L’enquête commence dans les dernières réserves indiennes, où les populations qui ont été dépossédées de leurs terres sont aujourd’hui gangrénées par la drogue et la violence. Elle se poursuit à Camden, ville jadis prospère et désormais presque à l’abandon après deux décennies de délocalisations industrielles. Les auteurs se rendent ensuite à Welch, au milieu de territoires dévastés par l’exploitation du charbon, après que l’industrie minière a fini de raser les montagnes et de briser les mineurs. Un nouvel arrêt en Floride, à Immokalee, permet de découvrir la situation des ouvriers agricoles sud-américains, travailleurs privés de droits car clandestins, qui fuient la misère dans leur pays pour la retrouver de l’autre côté de la frontière.

Les planches en noir et blanc de Joe Sacco, qui illustrent le texte de Chris Hedges, montrent les paysages et les villes traversées. Le dessinateur s’est également attaché à mettre en image quelques témoins de ces histoires.

Si le tableau ainsi dressé laisse peu de place à l’optimisme, l’espoir apparaît pourtant à l’occasion de luttes syndicales victorieuses ou de solidarités qui ont permis de triompher des pires situations. Les auteurs concluent leur ouvrage sur le mouvement Occupy Wall street dans lequel ils ont voulu voir un tournant pour la politique et l’économie américaine.

Reportages : Palestine, Irak, Kushinagar, femmes tchétchènes, crimes de guerre, immigrants africains

Joe Sacco
Futuropolis, 2011

En 1998, à La Haye au Pays-Bas, s’ouvre le procès pour les crimes de guerre commis lors des récentes guerres des Balkans. Joe Sacco y assiste et interroge les avocats de la défense dans le cadre d’un reportage en quatre pages, en couleurs, pour la revue Details.  En 2001, Joe Sacco effectue un autre reportage, cette fois sur Hébron en Cisjordanie, pour Time Magazine. L’auteur juge alors que la neutralité qu’il a adoptée ne rend pas suffisamment compte du déséquilibre de la situation. Une erreur qu’il ne reproduit pas dans son reportage sur l’introduction d’armes et d’objets de contrebande par souterrain à Gaza pour le compte du New York Times. Il parvient à montrer l’inquiétude justifiée des Israéliens, mais aussi la disproportion de la campagne de démolition de maisons entreprise pour y remédier.

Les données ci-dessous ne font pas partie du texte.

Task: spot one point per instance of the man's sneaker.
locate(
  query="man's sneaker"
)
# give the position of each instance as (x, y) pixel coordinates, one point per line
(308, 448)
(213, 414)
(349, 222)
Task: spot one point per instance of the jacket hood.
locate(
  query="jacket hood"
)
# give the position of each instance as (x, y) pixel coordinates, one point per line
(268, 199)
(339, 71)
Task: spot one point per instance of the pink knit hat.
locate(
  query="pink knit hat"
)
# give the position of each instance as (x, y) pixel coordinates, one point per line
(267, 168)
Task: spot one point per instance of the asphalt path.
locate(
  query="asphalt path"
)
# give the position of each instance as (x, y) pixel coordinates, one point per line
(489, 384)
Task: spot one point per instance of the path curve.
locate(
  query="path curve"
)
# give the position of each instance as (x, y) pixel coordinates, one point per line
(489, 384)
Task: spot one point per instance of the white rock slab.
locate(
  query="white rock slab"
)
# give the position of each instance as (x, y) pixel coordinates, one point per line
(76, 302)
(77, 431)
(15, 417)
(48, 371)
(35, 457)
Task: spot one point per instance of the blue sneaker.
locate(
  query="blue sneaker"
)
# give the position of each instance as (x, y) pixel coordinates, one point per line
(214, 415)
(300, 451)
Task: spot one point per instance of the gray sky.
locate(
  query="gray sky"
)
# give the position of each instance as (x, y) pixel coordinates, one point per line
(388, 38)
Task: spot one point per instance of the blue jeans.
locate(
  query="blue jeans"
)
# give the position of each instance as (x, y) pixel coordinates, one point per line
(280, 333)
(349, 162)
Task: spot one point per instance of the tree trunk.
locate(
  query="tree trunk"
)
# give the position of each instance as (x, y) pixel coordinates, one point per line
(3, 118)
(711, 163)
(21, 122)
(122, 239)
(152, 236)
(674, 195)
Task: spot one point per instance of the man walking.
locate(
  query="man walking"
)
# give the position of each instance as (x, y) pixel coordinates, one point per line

Joe Sacco réunit dans cet album d’autres travaux publiés avant 2011 dans la presse internationale. Les sujets sont divers : les femmes tchétchènes, les migrants africains à Malte, les conditions de vie des villageois en Inde, l’armée américaine en Irak. Ils ont tous en commun de donner la parole aux invisibles, aux opprimés, à ceux qui souffrent et vivent dans la précarité. Joe Sacco se met en scène, raconte les difficultés rencontrées ou l’absence de témoignages qui pourraient changer la perception de la situation. Il rend compte également de la version des puissants ou des officiels. Bien qu’engagé, il est avant tout journaliste et respecte une éthique qu’il résume dans son avant-propos.

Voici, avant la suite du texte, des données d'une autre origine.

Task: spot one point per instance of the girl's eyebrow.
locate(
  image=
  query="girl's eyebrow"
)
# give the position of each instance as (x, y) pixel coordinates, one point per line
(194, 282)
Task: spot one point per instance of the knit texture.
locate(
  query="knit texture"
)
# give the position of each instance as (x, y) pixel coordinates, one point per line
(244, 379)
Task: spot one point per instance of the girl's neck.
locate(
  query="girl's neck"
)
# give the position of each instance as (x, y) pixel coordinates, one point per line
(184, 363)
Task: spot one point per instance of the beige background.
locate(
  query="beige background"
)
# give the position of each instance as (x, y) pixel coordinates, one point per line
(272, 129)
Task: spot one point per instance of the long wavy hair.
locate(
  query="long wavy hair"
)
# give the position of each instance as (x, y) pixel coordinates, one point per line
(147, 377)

Chaque thème est accompagné d’un petit texte du reporter BD pour donner quelques détails sur les conditions du reportage, les écueils, la réception auprès du public ou du commanditaire. Cet album permet de découvrir le travail de Joe Sacco et de revenir sur des événements tragiques du 20e et du 21e siècle avec un peu de recul.

À la Bpi, niveau 1, RG SAC R

Le Rock et Moi

Joe Sacco
Rackham, 2002

Le Rock et Moi est une anthologie de dessins publiés dans des magazines alternatifs de musique. Joe Sacco brosse des portraits ironiques et crus d’aspirants rockstars, de groupies, de producteurs véreux, de roadies rencontrés ou imaginés lors de ses voyages en Europe dans les années quatre-vingts et quatre-vingt-dix. Les travers des rockstars sont décortiqués et présentés ici comme des illusions. Les propos de Joe Sacco s’inspirent du titre You Want To Be a Rock’n’roll Star du groupe The Byrds qui critique de manière acerbe les groupes taillés sur mesure pour l’industrie du disque des années soixante.

Les dessins en noir et blanc rappellent ceux du dessinateur Robert Crumb et de la revue Fluide Glacial mais aussi ceux de Jean-Christophe Menu avec sa série de mini-chroniques sur le rock underground parues dans Chroquettes. Le graphisme volontairement exagéré diffère de ses bandes dessinées documentaires. Cette BD hors normes démonte les uns après les autres tous les poncifs du rock, avec beaucoup d’humour.